Science and history books were my favourites – also science history if it comes to that, but there were many others. Paul Kelly’s autobiography was pretty good. Actually his prose was often more than good.

Odd memory: Kelly, and indeed Bob Dylan were big fans of Frank Sinatra. So was I. It is more than possible that there are incredulous eyes scanning these sentences. or changes the words of a great song from the American songbook to show that he is hip. But I don’t care. Well, I’m not so keen when he throws in a few rat pack ring-a-dings. Bob Dylan in one of his memoirs said that he listened to Sinatra singing Ebb Tide, and heard the voice of God. I have that record. I know what he means That is austere, not tricky. Grand…

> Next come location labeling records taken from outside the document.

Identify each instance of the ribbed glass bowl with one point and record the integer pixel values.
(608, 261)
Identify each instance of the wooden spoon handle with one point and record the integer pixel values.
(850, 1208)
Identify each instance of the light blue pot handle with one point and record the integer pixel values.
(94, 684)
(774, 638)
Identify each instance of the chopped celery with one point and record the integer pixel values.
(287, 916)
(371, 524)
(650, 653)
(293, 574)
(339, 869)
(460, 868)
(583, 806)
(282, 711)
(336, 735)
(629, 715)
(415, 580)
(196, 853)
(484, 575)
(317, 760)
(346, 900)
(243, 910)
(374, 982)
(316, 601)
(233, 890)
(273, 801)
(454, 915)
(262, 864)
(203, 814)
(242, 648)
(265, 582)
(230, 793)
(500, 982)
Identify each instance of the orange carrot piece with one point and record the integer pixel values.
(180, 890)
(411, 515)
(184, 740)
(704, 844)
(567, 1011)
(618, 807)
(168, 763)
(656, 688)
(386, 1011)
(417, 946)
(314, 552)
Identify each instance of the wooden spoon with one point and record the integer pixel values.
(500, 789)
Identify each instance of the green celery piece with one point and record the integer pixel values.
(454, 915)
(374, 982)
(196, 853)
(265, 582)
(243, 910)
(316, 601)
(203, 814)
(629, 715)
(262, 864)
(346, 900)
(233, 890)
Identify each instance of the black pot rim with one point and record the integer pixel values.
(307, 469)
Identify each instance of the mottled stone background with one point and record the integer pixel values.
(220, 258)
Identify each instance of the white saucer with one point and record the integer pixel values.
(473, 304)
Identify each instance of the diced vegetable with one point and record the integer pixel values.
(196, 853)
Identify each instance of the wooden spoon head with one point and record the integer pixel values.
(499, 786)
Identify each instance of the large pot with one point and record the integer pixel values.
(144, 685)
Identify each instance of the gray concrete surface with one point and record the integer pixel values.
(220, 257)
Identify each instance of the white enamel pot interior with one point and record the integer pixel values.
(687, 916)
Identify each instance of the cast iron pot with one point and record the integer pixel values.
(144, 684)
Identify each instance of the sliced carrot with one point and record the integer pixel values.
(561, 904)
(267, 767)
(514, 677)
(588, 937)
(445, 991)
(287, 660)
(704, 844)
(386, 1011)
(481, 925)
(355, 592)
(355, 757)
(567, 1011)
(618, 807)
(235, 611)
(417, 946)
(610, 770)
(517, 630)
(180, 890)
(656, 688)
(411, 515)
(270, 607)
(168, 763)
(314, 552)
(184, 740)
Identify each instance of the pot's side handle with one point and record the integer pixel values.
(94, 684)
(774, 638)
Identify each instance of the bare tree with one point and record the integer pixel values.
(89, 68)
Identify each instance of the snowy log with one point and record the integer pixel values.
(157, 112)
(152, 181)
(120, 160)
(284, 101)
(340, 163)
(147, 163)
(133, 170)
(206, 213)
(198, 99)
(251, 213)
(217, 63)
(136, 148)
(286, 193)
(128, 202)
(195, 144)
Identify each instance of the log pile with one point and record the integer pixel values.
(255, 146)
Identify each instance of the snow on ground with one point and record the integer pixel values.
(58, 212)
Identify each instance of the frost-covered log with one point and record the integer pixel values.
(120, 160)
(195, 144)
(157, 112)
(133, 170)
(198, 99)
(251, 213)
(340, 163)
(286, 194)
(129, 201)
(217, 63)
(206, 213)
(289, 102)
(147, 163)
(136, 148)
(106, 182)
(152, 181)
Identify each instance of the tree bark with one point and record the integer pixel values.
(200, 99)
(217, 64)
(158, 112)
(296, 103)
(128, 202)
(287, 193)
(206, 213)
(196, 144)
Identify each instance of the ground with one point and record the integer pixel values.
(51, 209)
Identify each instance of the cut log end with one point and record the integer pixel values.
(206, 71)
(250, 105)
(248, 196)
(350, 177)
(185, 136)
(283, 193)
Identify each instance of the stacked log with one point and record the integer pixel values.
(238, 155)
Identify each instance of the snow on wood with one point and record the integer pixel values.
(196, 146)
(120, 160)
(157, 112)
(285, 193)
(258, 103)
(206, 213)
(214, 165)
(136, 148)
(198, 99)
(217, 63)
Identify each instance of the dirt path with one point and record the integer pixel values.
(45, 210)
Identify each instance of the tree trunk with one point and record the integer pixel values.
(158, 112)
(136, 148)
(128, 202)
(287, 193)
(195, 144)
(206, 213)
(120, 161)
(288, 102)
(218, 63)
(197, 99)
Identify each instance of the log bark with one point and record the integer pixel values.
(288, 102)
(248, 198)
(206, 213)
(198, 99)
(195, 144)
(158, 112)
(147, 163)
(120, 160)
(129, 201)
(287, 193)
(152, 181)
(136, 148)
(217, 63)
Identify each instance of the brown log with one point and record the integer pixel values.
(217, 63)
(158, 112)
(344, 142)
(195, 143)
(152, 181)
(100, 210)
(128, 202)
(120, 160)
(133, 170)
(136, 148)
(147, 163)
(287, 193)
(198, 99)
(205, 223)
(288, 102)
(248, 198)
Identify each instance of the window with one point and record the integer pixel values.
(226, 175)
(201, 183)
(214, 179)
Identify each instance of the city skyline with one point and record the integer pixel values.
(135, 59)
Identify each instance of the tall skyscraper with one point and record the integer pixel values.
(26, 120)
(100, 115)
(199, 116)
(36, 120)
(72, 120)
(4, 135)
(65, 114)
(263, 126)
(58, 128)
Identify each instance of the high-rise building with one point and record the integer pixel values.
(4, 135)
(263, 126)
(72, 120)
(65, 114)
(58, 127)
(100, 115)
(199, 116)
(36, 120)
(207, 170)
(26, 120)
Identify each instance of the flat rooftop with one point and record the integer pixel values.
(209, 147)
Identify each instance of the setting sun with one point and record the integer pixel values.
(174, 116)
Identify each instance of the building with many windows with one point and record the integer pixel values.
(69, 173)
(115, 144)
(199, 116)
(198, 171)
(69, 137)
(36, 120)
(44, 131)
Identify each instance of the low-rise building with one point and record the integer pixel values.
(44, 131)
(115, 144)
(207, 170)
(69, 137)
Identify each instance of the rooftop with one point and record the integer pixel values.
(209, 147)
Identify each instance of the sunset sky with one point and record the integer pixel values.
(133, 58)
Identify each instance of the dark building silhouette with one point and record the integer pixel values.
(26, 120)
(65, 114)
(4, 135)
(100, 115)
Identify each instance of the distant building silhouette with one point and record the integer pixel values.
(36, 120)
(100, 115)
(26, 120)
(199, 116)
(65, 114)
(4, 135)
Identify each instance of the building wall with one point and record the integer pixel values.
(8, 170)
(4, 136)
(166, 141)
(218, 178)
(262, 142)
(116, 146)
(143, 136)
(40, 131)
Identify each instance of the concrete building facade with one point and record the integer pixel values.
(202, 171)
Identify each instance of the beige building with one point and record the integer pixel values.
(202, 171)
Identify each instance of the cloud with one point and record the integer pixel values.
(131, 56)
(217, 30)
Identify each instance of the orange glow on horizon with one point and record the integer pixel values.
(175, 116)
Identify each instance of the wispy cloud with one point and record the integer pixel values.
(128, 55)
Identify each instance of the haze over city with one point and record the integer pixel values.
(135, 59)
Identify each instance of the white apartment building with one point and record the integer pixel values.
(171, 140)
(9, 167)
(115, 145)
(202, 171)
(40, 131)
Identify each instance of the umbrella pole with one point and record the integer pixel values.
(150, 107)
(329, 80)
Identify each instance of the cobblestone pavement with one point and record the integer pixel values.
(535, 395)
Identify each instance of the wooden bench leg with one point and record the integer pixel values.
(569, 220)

There was one theme in Kelly’s book that I ignored; his praising Melbourne and denigrating Sydney. Give it a rest. I have lived for decades in both. Also a year in New Zealand. Land of the wrong white crowd, according to Ray Sutton, but I can tolerate it. We’ve all seen Lord Of The Rings. One thing in Kelly’s book puzzled me. He talked about St Kilda, a place with which I am perfectly familiar.He declared deep love for “this sweet coast…”. More than he felt for Sydney Harour, “with all its water and land.”

Odd. There are places in Port Phillip Bay where you can barely see across to the opposing coast, if at all, Yet… thinking hard, there are places in Sydney harbour where the other side is intimately close, and none that I can remember where it is vastly remote.  The harbour for me is a fair expanse of water and also a place of intimate coves and areas of quaintness. History, both charming and brutal, still haunts its bays and inlets. I can remember a time when there was no Opera House, but the Harbour bridge was always there, I assumed.

In search of lost time I can quite easily remember  the 1956 Olympic Games – and the bloody water polo match between Russia and Hungary. And the first TV broadcast, also from Melbourne in 1956.  That same year, when I was 16 a bronze whaler shark swam straight at me  in Port Phillip Bay.

 Here in Sydney I rode over the bridge to Careening Cove this morning and remembered that I once had a spinster aunt who lived in one of the top flats in the blocks lining the water around the corner. In those days women who reached middle age and beyond without marrying were called spinsters. When we visited her I spent some time staring out the leadlight windows at the ferries heading for Circular Quay and back toward the heads, and the occasional cargo boat turning toward Darling Harbour. It was a working harbour in those days.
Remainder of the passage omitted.